This article about renascent neo-Nazi parties in a reunified Germany could not be more clear and persuasive. Consider the following passages, which are merely representative.
“Today’s far-right extremism in Germany cannot be understood without reunification,” said Matthias Quent, a far-right extremism expert and director of an institute that studies democracy and civil society in the eastern state of Thuringia. “It liberated the neo-Nazis in the East from their underground existence, and it gave the far-right in the West access to a pool of new recruits and whole swathes of territory in which to move without too much oversight.”
The location of the neo-Nazi revival is located in East Germany. On this, all parties agree.
Nationalism and xenophobia are more ingrained in the former East, where the murderous history of World War II was never confronted as deeply on a societal level as it was in the former West. The AfD’s vote share is twice as high in the eastern states, where the number of far-right hate crimes is higher than in western ones.
We’re obligated to ignore the non-explanation explanation that the Holocaust was somehow not confronted in the former Soviet bloc — but why then the persistence of fascism in the East?
But a potent neo-Nazi movement was growing underground. In 1987, Bernd Wagner, a young police officer in East Berlin, estimated that there were 15,000 “homegrown” violent neo-Nazis, of whom 1,000 were repeat offenders. His report was swiftly locked away.
Two years later, as tens of thousands took to the streets in anti-communist protests that eventually brought down the regime, the pro-democracy activists were not the only marchers.
“The skinheads were marching, too,” Mr. Wagner recalled.
This is of course the enduring mystery of the New York Times, and of liberal thought with which it is identical. The article is entirely persuasive and no less entirely unaware of its conclusions. The Times can successfully produce all the necessary evidence and then some, and still fail to arrive at the inescapable understanding: anticommunism and fascism are continuous political phenomena.
The implications of that for the United States are as obvious today as they have ever been. But ever been is the key. This continuity has endured not just under hysterical authoritarians like the current president but under normative liberal regimes as well, and this knowledge is intolerable to liberal thought: anticommunism is a form of fascist desire, and vice versa (here I do not mean by “anticommunism” a principled rejection of Stalinism, of the murderers of Kronstadt, of the soviet revolution’s having stopped short of its object — rather the accurate recognition that communism is the historical antithesis of capitalism and the capitalist state).

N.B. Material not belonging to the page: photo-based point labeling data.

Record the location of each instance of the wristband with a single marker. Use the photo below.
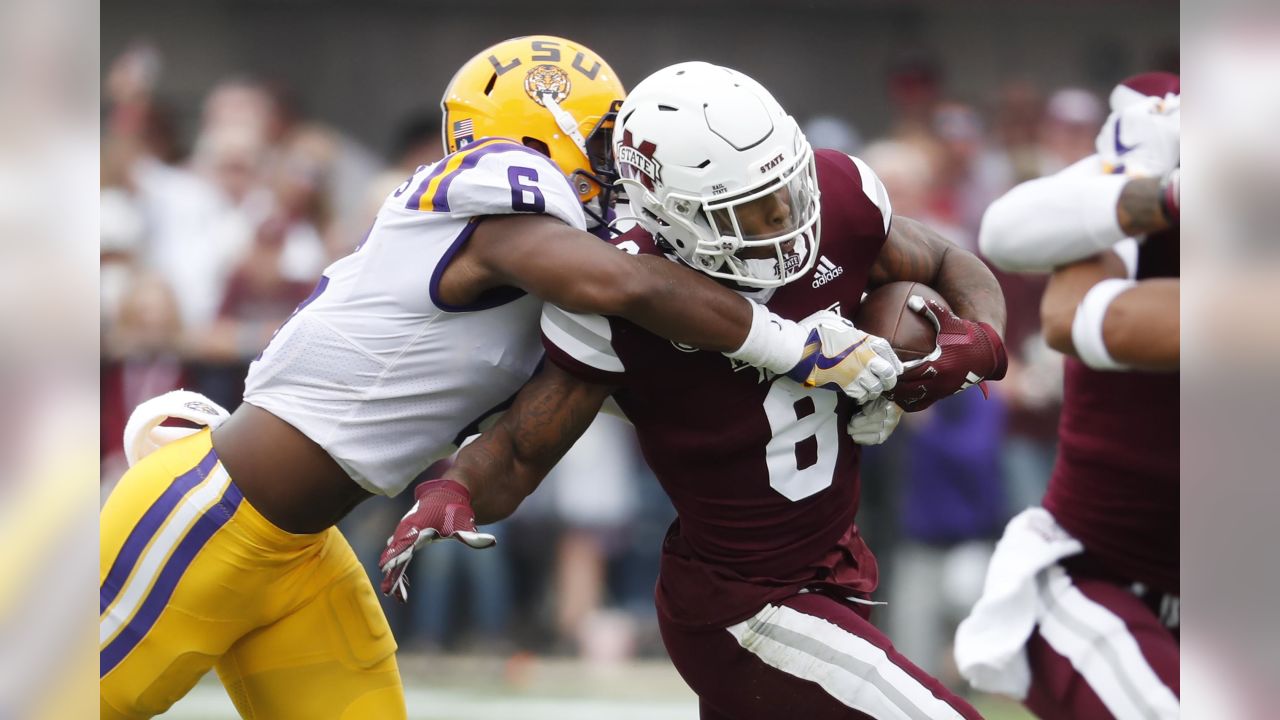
(1087, 327)
(773, 342)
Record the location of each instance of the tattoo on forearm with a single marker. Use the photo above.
(1138, 209)
(910, 254)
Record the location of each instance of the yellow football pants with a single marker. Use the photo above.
(192, 577)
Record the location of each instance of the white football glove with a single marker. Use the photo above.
(874, 422)
(1143, 139)
(840, 356)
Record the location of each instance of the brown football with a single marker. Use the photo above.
(885, 313)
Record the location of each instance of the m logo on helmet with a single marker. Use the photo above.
(636, 162)
(547, 80)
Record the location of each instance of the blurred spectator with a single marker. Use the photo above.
(1072, 121)
(140, 360)
(594, 496)
(833, 133)
(972, 172)
(417, 142)
(952, 509)
(914, 87)
(1019, 109)
(908, 176)
(122, 233)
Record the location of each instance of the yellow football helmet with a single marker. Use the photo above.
(547, 90)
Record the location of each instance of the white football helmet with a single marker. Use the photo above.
(704, 153)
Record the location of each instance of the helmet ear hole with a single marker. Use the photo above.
(534, 144)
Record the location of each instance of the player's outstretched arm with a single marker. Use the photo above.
(1050, 222)
(1091, 310)
(510, 460)
(969, 347)
(581, 274)
(915, 253)
(493, 474)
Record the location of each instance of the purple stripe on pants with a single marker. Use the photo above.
(149, 525)
(158, 598)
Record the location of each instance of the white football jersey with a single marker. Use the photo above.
(374, 367)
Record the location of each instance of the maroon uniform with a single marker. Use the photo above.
(763, 570)
(1115, 490)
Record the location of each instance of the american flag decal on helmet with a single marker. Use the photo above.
(464, 132)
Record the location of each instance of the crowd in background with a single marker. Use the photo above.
(213, 233)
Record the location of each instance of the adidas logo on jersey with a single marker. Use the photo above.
(827, 272)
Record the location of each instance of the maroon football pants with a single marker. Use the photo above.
(808, 657)
(1101, 652)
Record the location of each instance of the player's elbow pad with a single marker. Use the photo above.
(1087, 335)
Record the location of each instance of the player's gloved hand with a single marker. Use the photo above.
(442, 511)
(840, 356)
(874, 422)
(1143, 139)
(967, 354)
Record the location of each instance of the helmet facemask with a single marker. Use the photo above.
(720, 174)
(721, 236)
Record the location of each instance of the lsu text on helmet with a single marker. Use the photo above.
(548, 92)
(705, 154)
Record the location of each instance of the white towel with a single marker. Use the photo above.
(991, 642)
(144, 433)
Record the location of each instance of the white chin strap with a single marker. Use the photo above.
(565, 122)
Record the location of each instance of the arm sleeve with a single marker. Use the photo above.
(581, 345)
(874, 191)
(1050, 222)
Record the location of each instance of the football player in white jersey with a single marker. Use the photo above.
(763, 595)
(219, 550)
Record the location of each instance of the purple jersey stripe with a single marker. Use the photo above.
(416, 199)
(492, 297)
(147, 528)
(174, 568)
(440, 200)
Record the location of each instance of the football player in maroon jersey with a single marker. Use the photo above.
(763, 596)
(1079, 615)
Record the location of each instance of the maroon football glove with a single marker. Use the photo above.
(442, 511)
(967, 354)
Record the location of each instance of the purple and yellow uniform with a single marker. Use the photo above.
(384, 376)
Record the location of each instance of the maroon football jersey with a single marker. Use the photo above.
(1115, 483)
(760, 469)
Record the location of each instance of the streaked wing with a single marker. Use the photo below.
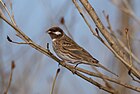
(75, 50)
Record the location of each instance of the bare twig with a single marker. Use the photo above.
(48, 53)
(58, 70)
(10, 78)
(118, 52)
(119, 41)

If you want to know if someone harbors within them a fascist, just wait for the anticommunist anxiety to come leaking out.
This sheds some illumination on the recent efforts to brand the George Floyd Uprising as a communist (or “Marxist” or “socialist” — it’s all the same to the ignorant classes) struggle. On the one hand, by imposing via association what is generally thought to be a white European tradition (never mind the communism of Africa or the Arab world or the Southern Cone or of nonwhite Europeans) is obscures the vital particulars of a Black-oriented movement in the United States, even as it recognizes the class character of the uprising. On the other, it seeks desperately to associate that movement with liberalism’s, uhhh, bête noire in order to draw in to the party of order those liberals otherwise sympathetic to racial liberation struggles. The point being: all of this recoding action toward an agreeable anticommunism is intrinsically and intransigently fascist. Kyle Rittenhouse, 2020’s most well-know brown shirt, is not the opposite number of the liberal anticommunist but their weapon.
It is in some sense good news that the Black-oriented struggle of a multiracial proletariat is forced to wear the red badge of communism, as a central question of that struggle is the extent to which it will emerge over time as broadly anticapitalist. At the same time it is useful as well to return this figure — the Janus-faced figure of anticommunism and fascism — to the international context. As the same article cited above continues,
The battle cry of those anti-communist protests — “We are the people” — later became the battle cry for the far right at anti-Muslim Pegida marches during the 2015 refugee crisis, far-right riots in Chemnitz in 2018, and again at the current anti-coronavirus protests.
At a global level, the racialized figure that fascism/anticommunism must destroy or expel is the Muslim; violent anti-Muslim politics provide a planetary ordering for fascism on the march. If we go back to Donald Trump’s earliest actions as president we can see this particular obsession already in motion, the fascist desire already set loose by the inauguration.